John Livesley, emeritus professor of psychiatry at the University of British Columbia, resigned last summer from the Personality and Personality Disorders Work Group of DSM-5 because he was so appalled by the vagueness, inconsistency and “stunning disregard for evidence” that characterized the process of revising diagnoses of personality. (This is the category that includes sociopaths, narcissists and borderline personality, among others.)
“Alas,” he says, “the DSM is influenced by a large number of factors besides scientific evidence.”
Often, those making the decisions are established figures who are settled in their thinking and resist new ideas, not unlike the old psychoanalysts who were unable to incorporate fresh insights questioning female “penis envy,” or whatever begged for a double-take. They are Ivory Tower figures, too. “Many members of the Work Group,” Dr. Livesley points out, “do not see patients regularly and some have never or only rarely seen patients.”
It is easier to ponder how many angels can dance on the head of a pin when no angel is present to argue.
Here is another concern with the trajectory of the DSM: It has been steadily undermining the importance and credibility of the major mental illnesses, which deserve most of medicine’s attention and resources. “The DSM evolved as a language of communication between clinicians and researchers,” says psychiatrist David Goldbloom, current chair of the Mental Health Commission of Canada, “so that they could be talking about the same observed phenomena when they summarized it with a diagnostic label.
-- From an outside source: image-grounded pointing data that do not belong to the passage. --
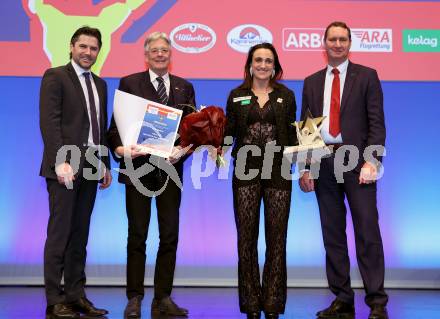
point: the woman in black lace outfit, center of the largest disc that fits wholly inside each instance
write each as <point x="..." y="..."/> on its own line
<point x="260" y="114"/>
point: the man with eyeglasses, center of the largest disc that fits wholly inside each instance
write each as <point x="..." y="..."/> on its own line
<point x="155" y="84"/>
<point x="350" y="96"/>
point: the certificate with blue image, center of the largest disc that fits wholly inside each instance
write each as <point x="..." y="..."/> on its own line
<point x="159" y="129"/>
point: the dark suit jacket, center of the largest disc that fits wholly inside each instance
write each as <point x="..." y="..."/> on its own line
<point x="362" y="120"/>
<point x="64" y="117"/>
<point x="283" y="101"/>
<point x="181" y="92"/>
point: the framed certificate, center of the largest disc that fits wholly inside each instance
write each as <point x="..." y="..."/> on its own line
<point x="150" y="125"/>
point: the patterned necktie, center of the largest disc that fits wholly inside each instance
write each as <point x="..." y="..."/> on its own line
<point x="161" y="91"/>
<point x="335" y="104"/>
<point x="93" y="114"/>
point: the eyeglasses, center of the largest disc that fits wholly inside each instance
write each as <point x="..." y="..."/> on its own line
<point x="159" y="50"/>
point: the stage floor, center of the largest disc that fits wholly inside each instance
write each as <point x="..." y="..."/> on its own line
<point x="222" y="303"/>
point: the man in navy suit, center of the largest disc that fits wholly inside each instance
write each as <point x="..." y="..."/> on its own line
<point x="155" y="84"/>
<point x="73" y="122"/>
<point x="350" y="96"/>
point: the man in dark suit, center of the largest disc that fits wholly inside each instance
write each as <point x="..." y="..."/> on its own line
<point x="73" y="120"/>
<point x="350" y="96"/>
<point x="155" y="84"/>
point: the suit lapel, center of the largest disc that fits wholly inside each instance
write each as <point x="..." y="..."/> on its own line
<point x="348" y="85"/>
<point x="147" y="89"/>
<point x="320" y="93"/>
<point x="74" y="77"/>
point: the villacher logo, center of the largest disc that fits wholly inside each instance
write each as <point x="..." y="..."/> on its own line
<point x="244" y="36"/>
<point x="372" y="40"/>
<point x="193" y="38"/>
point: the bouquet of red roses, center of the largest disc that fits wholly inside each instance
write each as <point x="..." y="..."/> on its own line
<point x="204" y="127"/>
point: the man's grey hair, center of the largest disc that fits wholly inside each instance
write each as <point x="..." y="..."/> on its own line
<point x="156" y="36"/>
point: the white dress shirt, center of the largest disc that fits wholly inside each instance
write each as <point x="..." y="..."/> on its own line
<point x="166" y="80"/>
<point x="329" y="139"/>
<point x="79" y="72"/>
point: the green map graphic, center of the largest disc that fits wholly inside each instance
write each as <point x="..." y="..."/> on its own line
<point x="59" y="27"/>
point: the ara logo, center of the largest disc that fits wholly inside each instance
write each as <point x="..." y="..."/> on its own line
<point x="244" y="36"/>
<point x="193" y="38"/>
<point x="303" y="39"/>
<point x="371" y="40"/>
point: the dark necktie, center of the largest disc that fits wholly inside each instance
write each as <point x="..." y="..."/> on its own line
<point x="335" y="105"/>
<point x="93" y="114"/>
<point x="161" y="91"/>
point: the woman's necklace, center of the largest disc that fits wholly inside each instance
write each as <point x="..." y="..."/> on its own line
<point x="263" y="96"/>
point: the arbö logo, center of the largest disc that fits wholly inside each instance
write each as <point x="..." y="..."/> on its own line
<point x="372" y="40"/>
<point x="303" y="39"/>
<point x="193" y="38"/>
<point x="244" y="36"/>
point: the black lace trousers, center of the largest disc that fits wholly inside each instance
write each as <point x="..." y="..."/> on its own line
<point x="270" y="295"/>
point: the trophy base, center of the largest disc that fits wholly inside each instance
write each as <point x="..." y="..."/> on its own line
<point x="302" y="152"/>
<point x="304" y="148"/>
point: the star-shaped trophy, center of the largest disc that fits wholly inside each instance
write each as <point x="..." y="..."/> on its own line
<point x="308" y="135"/>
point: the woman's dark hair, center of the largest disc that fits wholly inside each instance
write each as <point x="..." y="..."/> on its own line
<point x="247" y="82"/>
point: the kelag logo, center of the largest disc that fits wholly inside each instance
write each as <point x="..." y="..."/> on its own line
<point x="371" y="40"/>
<point x="193" y="38"/>
<point x="303" y="39"/>
<point x="421" y="40"/>
<point x="242" y="37"/>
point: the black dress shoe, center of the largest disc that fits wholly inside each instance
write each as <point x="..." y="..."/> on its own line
<point x="378" y="312"/>
<point x="61" y="311"/>
<point x="168" y="307"/>
<point x="338" y="309"/>
<point x="133" y="308"/>
<point x="86" y="307"/>
<point x="253" y="315"/>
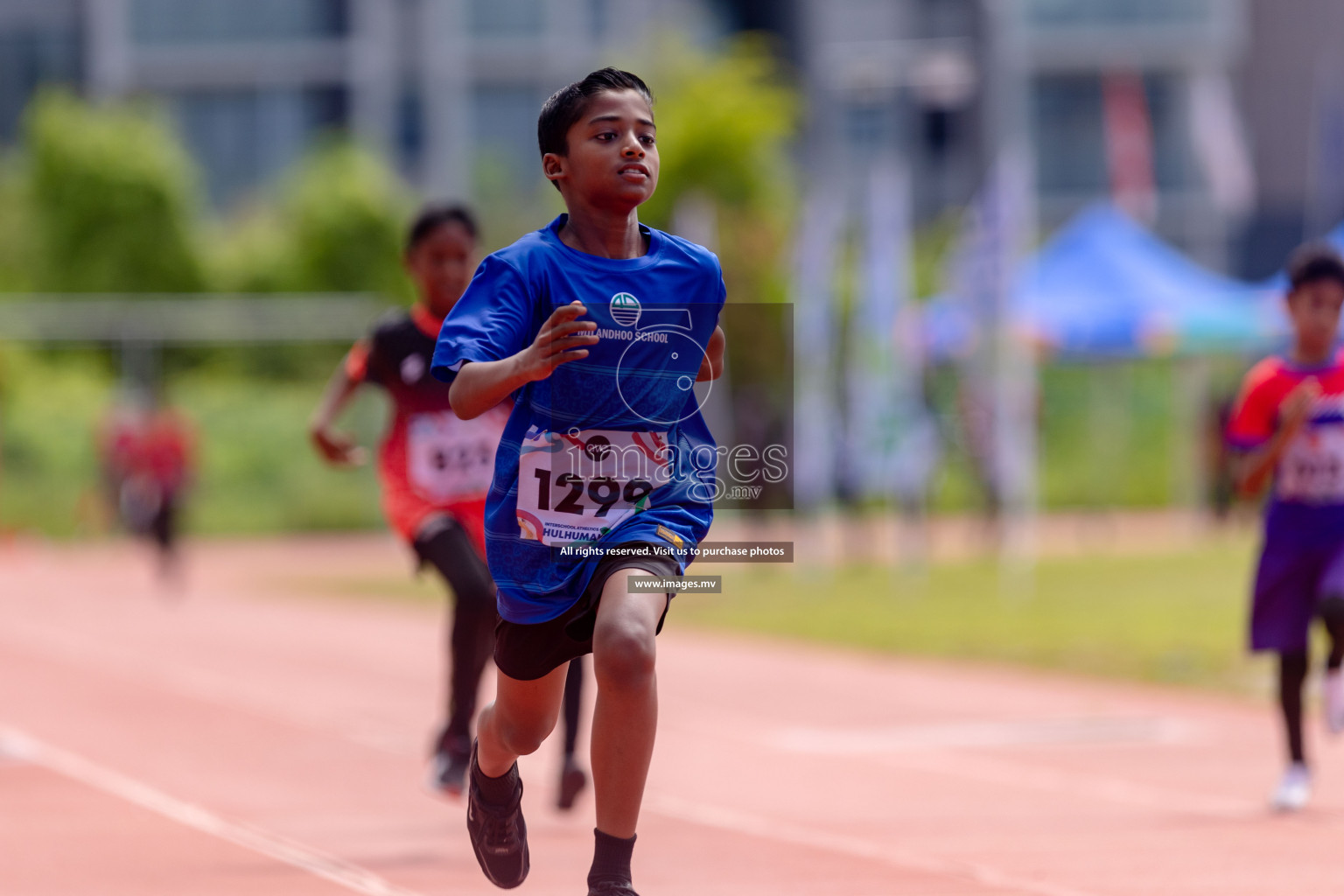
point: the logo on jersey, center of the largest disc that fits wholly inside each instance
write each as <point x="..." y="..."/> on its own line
<point x="626" y="309"/>
<point x="413" y="368"/>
I don’t think it was conceived of as a biblical embodiment of absolute diagnostic truth of disease, even if people use/see/fear it that way. There are no biological markers for any psychiatric disorder presently. Genes code for proteins, not for the DSM. While I understand the heat about DSM-5 and share the concern about its potential to medicalize normative human experience … it is unlikely to change the severity of who I see as a clinician. The concern about DSM-5 seems to be at its margins.”
At its margins, which is where many of us – the bereaved, the heartbroken, the flat-broke – reside, this is about what story we want to tell ourselves about who we are. Our narratives, as we live and ascribe meaning to them, are richer and more nuanced than what is laid out in a set of behavioural criteria, or a shrinking number of physical symptoms. This is why the APA has received such vigorous push-back on the current revisions. Unwittingly, the DSM-5 revisionists are contributing to an impoverishment of meaning, and it may be that the need to generate meaning, to make sense of experience, is more important to our wellness – at these margins – than drugs.
“Psychiatry has entered the new era of the DSM, yet none of the many evaluations carried out in its name in the U.S. and Europe has shown significant or lasting improvement in the mental health of their citizens,” wrote Patrick Landman, the French psychiatrist who is part of a movement to boycott the new edition. “To cite just one of many possible examples, between 2000 and 2009, the consumption of antidepressants in the OECD countries increased by an average of 60 per cent. No study has shown a decline in the prevalence of depression. Quite the contrary: The suicide rate in Iceland, a country that consumes the highest amount of antidepressants per capita, has been constant for the past 10 years.”
Awkward data, that. Unfortunately, it’s also quantifiable.
Editor's Note: An earlier version of this article on psychology incorrectly described Aaron Beck as a psychologist. Dr. Beck, the inventor of cognitive-behavioural therapy is a psychiatrist.